Extreme Wisdom 5:42 PM  

Bill,

As I've commented before, one can't make the argument that the "state work force" has been cut when the raw number of education bureaucracy employees and their pay and benefits have been sky rocketing.

Early Retirees, and their actuarily impossible pensions are drains on the state budget.

Now, if you were to argue that these people have the clout to crowd out the entire public sector needs for infrastructure, new CTA stations and rail repairs, Community Colleges, and nearly everything else reasonable people might ask for in terms of government services, then reasonable people couldn't help but agree.

JBP 7:04 PM  

"There is no way to cut our way of the structural deficit problem without withholding essential services that the public has come to expect"
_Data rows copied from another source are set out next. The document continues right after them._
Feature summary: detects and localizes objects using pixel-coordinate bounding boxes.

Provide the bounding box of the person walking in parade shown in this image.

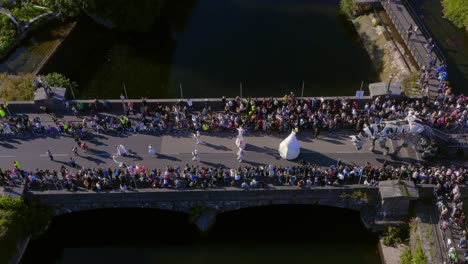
[192,149,200,162]
[46,149,54,160]
[237,148,245,162]
[72,146,79,156]
[193,131,201,145]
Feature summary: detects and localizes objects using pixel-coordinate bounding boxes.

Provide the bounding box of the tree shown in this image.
[40,0,86,20]
[442,0,468,30]
[43,72,78,97]
[0,74,36,101]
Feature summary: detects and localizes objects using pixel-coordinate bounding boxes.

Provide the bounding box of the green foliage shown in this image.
[39,0,86,20]
[400,248,413,264]
[0,197,52,263]
[340,191,369,202]
[86,0,164,32]
[340,0,357,18]
[401,72,421,96]
[340,0,372,19]
[189,205,206,223]
[43,72,78,97]
[0,74,35,101]
[11,4,47,21]
[0,14,18,57]
[383,226,409,247]
[411,243,427,264]
[442,0,468,30]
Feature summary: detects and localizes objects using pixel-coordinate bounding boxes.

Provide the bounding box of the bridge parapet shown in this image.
[28,186,380,215]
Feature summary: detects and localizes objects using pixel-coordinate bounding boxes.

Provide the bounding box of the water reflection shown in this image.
[22,205,379,264]
[39,0,377,98]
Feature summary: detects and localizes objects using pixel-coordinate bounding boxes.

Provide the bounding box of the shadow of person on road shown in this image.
[80,155,106,165]
[155,154,181,161]
[201,142,232,151]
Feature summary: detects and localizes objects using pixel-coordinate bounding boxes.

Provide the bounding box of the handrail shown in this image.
[401,0,447,62]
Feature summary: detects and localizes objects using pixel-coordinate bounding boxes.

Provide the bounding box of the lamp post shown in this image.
[387,73,395,94]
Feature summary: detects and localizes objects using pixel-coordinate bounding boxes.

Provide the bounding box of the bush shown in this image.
[0,74,35,101]
[39,0,86,20]
[442,0,468,30]
[340,0,356,18]
[11,4,47,21]
[383,226,409,247]
[340,0,372,18]
[400,248,413,264]
[401,72,421,96]
[0,197,52,263]
[43,72,79,98]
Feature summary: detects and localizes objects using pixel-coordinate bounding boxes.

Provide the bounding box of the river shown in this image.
[37,0,378,98]
[21,205,380,264]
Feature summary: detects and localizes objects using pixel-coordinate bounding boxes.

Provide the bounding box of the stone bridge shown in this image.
[26,181,433,230]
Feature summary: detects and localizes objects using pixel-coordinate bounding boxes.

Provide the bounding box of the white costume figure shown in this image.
[237,148,245,162]
[350,110,436,157]
[236,127,246,149]
[116,144,128,156]
[192,149,200,162]
[278,128,301,160]
[193,131,201,144]
[112,156,125,168]
[148,144,156,156]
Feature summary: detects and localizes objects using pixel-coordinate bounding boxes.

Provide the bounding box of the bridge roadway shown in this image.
[0,111,419,170]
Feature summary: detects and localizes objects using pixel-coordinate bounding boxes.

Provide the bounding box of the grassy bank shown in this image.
[353,13,410,82]
[0,197,52,263]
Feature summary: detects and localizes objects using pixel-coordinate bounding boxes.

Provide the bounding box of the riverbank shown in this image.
[352,11,415,82]
[0,22,75,74]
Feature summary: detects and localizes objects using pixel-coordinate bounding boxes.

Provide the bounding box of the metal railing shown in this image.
[381,0,445,68]
[401,0,447,62]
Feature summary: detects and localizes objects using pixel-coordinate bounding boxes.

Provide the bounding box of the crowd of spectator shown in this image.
[0,161,468,190]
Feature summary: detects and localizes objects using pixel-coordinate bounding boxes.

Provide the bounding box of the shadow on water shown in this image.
[409,0,468,94]
[37,0,378,98]
[21,205,379,264]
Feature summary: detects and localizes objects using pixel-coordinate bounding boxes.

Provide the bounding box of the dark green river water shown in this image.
[36,0,377,98]
[21,205,380,264]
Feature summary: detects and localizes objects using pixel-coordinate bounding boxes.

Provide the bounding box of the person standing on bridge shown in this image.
[72,146,79,156]
[148,144,156,157]
[406,25,413,41]
[192,149,200,162]
[237,148,245,162]
[46,149,54,160]
[193,131,201,145]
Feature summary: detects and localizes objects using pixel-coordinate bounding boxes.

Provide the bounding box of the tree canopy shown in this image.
[442,0,468,30]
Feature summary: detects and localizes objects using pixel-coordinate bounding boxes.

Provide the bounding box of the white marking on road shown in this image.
[39,154,68,157]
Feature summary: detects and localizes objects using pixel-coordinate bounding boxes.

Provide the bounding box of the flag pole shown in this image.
[123,82,128,100]
[240,82,242,99]
[301,81,305,99]
[179,83,184,99]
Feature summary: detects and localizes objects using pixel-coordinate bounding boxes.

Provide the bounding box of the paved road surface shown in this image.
[0,125,419,170]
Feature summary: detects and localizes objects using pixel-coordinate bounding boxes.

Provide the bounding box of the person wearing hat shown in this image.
[13,161,21,170]
[192,149,200,162]
[148,144,156,156]
[193,131,201,144]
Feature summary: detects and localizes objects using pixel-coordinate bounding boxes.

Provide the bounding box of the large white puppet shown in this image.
[236,127,246,149]
[278,128,301,160]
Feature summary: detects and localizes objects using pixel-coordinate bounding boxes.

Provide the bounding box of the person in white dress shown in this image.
[192,149,200,162]
[148,144,156,157]
[193,131,201,144]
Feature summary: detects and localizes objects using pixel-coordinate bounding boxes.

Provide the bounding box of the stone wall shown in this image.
[28,187,380,215]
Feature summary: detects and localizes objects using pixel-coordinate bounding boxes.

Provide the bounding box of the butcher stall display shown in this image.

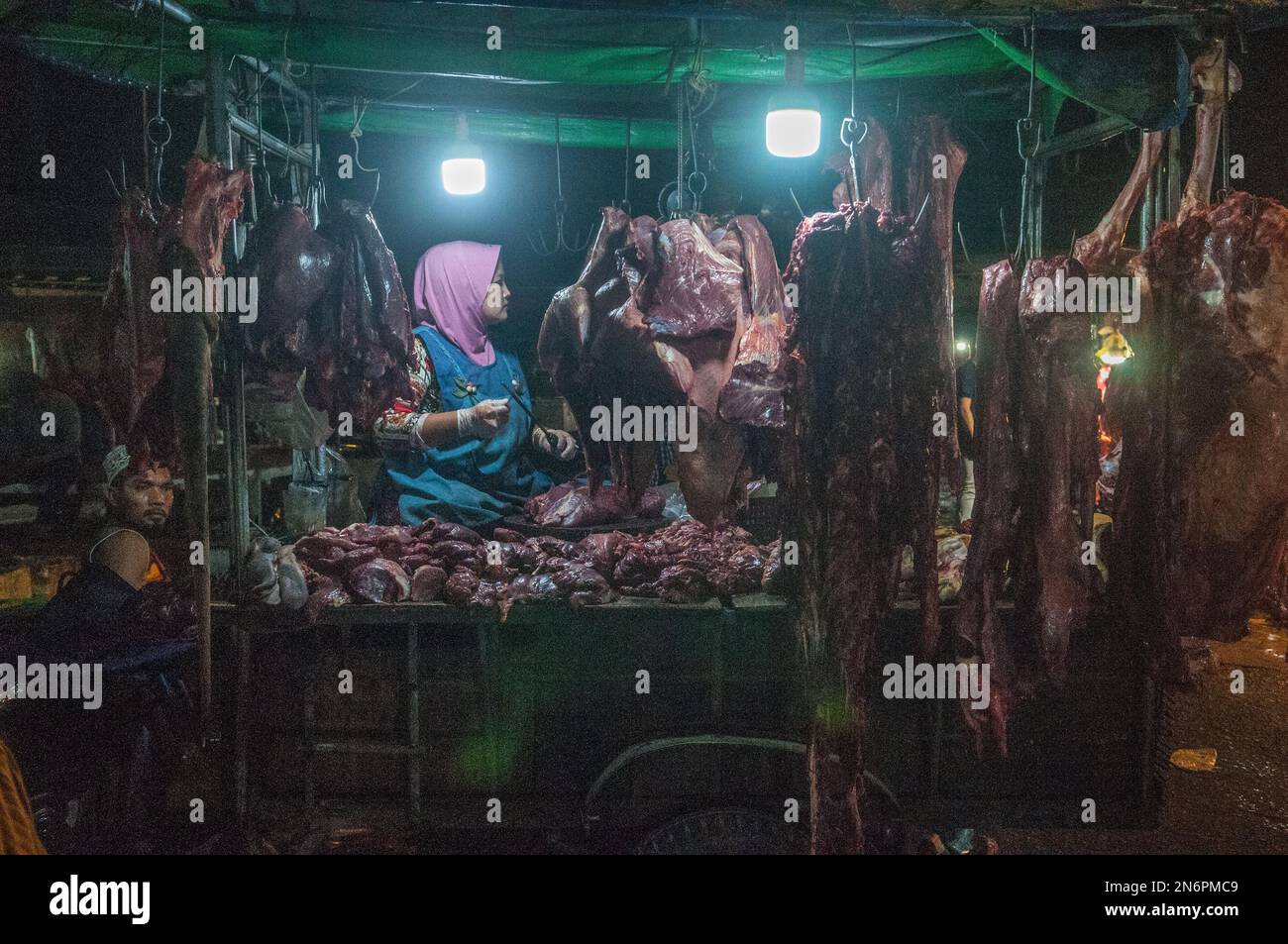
[252,519,781,619]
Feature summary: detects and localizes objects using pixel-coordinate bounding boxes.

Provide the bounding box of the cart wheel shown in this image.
[635,808,808,855]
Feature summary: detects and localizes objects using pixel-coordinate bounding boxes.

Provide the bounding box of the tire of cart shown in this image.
[634,808,808,855]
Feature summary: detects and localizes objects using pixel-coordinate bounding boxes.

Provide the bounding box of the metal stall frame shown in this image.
[196,35,319,744]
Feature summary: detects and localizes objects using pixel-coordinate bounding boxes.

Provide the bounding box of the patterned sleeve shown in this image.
[371,338,443,450]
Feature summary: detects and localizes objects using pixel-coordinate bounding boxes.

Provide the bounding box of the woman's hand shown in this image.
[532,429,577,460]
[456,399,510,439]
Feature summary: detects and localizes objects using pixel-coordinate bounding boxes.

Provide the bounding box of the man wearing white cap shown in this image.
[38,443,174,651]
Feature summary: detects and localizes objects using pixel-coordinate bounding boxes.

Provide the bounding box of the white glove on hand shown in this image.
[532,429,577,460]
[456,399,510,439]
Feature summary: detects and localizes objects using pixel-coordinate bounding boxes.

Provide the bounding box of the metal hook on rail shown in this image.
[528,115,593,257]
[1013,9,1042,262]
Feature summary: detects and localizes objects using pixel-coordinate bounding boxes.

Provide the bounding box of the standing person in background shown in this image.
[957,342,975,533]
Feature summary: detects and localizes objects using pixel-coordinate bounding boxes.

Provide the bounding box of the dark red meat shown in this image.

what a joke. There are 2 State Troopers patrolling the entire Illinois Tollway System at any given time. There are 25 State Troopers providing security for Gov Blagojevich. Stevenson had 1 off duty Chicago Policeman for security, as a comparison.

A good friend of mine who is a State Conservation Office mentioned that he was offered early retirement (at age 48) at the beginning of Blagojevich's term. He refused, saying since he does no work today at full pay, why would he take a pay cut to retire?


There is no way to justify spending more when the State is run more like a Pirate Ship than a business.

JBP

Anonymous,  12:37 PM  

Maybe the state could save some money if it didnt employ all of Emil Jones Family or give raises to Jonses wife after she married him. Do all of Blagos contributors have to get state contracts and state jobs. Maybe if the state didnt run an airline for Blago so he could reside in chicago and work in springfield thats costing the state millions. Plus Blagos friends get rides on state planes at below cost costing taxpayers money to fly Blagos donors to get no bid contracts. Theres plenty of ways to save money but blago wants to spend spend spend.

Anonymous,  3:20 PM  

anon 12:37. puh-leeze. these comments about cutting jobs that go to emil's family are hollow and add nothing to a meaningful discussion about spending and revenue challenges facing the state.

First, even if emil's friends or family no longer had their state jobs, they'd just end up going to somebody else. Or, even of you eliminated those jobs, then you'd have to apply the same approach to madigan, watson, cross and every other legislator in state government as well -- and if anyone says there's no proof that their friends or family have state jobs, then you are blind. If you cut all those jobs, you still wouldn't come close to addressing the revenue gap facing the state.

As four your uniformed comment about state planes and the governor, considering that he doesn't go to springfield all that often, there's hardly any money to be saved to begin with.